Dominican Republic. Stage Zero

Getting to the Dominican Republic was slick. Hop a couple planes from Victoria-Toronto-Miami-Santo Domingo, arrive 2 am, walk outside get a shuttle into town, check into hostel, sleep for 8 hours. It couldn’t of gone much smoother. My rippin Kona Road bike, King Zing, and I were both safely in the Caribbean and ready to kick off the season! Or so I thought.

Day 1 in the Dominican turned into being the unofficial Stage 0 of the Dominican Republic Tour, “Le Tour De Santo Domingo’s Slums”. After having a chill morning in the touristy Colonial Zone, I started to build my bike so I could head over to find my teammates (I’m guest riding for the Quebec team 1% For the Planet) at the Fiesta hotel. This is where it all started to go sideways as the USA airline security had gone through my bike box and taken my bag of C02’s which also happened to contain my headset bearings. My bike was pretty f’d up without the bearings, un-raceable, but rideable after I jimmy rigged it with some headset spacers.
Lesson learned: if flying with C02’s, don’t pack them with anything valuable..

So I imprinted a google maps image into my head and took off on my jiggidy bike to find a bike shop in the city of 2 900 000 people. After 45 minutes of sketchy riding through slums I got to where the bike shop was suppose to be, but it wasn’t there. Danm.

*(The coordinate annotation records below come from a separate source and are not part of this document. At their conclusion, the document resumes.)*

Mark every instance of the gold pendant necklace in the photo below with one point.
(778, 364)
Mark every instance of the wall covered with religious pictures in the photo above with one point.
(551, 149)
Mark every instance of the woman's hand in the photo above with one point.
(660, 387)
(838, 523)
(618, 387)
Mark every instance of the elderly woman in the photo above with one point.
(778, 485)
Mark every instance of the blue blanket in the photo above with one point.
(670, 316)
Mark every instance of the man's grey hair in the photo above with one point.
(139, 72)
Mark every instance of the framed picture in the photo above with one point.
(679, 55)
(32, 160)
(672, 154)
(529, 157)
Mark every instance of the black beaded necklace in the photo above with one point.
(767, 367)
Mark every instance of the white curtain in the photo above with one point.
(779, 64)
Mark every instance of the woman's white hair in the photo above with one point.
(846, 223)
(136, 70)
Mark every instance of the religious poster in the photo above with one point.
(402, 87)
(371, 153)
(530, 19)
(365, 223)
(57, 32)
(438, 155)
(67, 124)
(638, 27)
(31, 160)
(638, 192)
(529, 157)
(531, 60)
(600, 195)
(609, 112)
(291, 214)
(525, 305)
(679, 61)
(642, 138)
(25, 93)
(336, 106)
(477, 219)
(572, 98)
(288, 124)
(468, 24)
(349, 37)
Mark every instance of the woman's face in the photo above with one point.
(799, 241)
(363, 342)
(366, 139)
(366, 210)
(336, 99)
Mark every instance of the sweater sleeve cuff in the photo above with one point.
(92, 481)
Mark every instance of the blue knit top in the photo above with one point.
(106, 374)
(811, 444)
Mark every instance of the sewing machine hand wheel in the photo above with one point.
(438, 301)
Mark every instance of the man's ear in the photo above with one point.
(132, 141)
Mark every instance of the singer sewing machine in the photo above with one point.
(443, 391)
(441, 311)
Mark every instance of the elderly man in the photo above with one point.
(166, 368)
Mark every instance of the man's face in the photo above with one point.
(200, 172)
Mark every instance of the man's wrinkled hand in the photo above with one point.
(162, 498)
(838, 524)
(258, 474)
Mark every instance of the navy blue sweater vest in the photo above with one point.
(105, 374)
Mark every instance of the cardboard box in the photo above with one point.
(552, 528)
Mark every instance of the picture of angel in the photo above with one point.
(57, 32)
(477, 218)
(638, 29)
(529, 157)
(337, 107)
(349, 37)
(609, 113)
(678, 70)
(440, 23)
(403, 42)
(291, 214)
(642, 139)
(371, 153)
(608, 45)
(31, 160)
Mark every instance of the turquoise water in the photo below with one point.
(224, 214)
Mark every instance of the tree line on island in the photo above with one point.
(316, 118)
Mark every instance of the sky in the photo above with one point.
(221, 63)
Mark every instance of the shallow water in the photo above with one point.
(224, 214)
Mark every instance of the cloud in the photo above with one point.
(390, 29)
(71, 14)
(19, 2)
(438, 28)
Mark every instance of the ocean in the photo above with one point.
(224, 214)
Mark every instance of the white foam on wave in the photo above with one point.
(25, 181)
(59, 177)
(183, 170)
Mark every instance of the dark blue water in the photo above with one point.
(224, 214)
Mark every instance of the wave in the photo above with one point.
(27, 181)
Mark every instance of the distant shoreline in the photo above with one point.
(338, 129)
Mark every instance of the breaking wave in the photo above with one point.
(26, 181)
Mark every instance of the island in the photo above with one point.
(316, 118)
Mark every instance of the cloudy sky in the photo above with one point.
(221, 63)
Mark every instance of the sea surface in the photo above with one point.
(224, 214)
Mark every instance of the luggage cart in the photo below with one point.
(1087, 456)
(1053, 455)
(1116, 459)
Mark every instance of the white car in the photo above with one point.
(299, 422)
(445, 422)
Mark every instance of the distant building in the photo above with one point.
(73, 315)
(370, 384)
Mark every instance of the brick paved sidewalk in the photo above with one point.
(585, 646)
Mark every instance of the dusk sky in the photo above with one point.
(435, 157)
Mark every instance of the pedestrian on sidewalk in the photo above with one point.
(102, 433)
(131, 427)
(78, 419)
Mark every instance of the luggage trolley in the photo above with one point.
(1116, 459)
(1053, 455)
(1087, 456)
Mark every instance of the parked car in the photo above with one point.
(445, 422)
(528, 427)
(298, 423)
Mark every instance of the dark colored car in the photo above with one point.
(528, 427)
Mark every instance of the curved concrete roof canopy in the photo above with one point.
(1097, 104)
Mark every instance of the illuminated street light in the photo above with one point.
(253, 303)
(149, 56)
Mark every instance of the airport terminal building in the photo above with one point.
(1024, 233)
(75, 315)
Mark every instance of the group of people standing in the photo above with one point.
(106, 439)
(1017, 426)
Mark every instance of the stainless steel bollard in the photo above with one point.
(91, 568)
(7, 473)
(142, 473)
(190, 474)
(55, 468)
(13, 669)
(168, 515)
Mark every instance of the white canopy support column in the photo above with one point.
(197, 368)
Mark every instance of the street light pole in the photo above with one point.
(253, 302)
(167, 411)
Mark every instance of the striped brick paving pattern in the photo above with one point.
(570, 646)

Next up was Spanish 101 as I practiced my spanish trying to find where a decent bike shop was. 2 developing bike shops later, I got directions to a more modern shop which could help me. Back through the slums, down the freeway, through a tunnel, a couple backroads and there was the shop. Aro Y Pedal. They were great. New headset bearings a new Maxxiss Courchevel tire, and off to the races I go! Almost.

Next up was getting my gear and riding to the Fiesta hotel. I had already booked my hostel for another night as our team was unsure of accommodation at the hotel, but apparently it was now confirmed so I set out to join them. Too bad google maps came up with two locations. So I called the hotel, thought I got confirmation of its location from its Spanish receptionist and biked off. Again riding through slums, through some not touristy zones to eventually find more back streets and no hotel. Eventually I came upon a crew of sketchy 16 years olds who acted like sketchy 16 year olds as I road bye on my $4000 dollar bike and purple spandex. At that moment I decided I had enough slum biking for one day. With it starting to get dark I pulled a U turn and headed back to my nice hostel from the night before. Catching a night Taxi was another option but I’ve had some sketchy experiences in the past and don’t like putting myself in a sittiing duck position with a flashy bike and gear, late at night in an unknown 3rd world city.
Lesson Learned: Your not always as wise as you think you are (AKA my spanish skills). Note to self. Go to Guatemala in the near future and study Spanish.

Tommorow I will try again to find my teammates. Hopefully with more luck and less slums.
Buenos Noches.

PS Santo Domingo is really a nice city, with a great historical zone, nice ocean front, and the slums I saw weren’t all that bad in comparison to some Central American cities.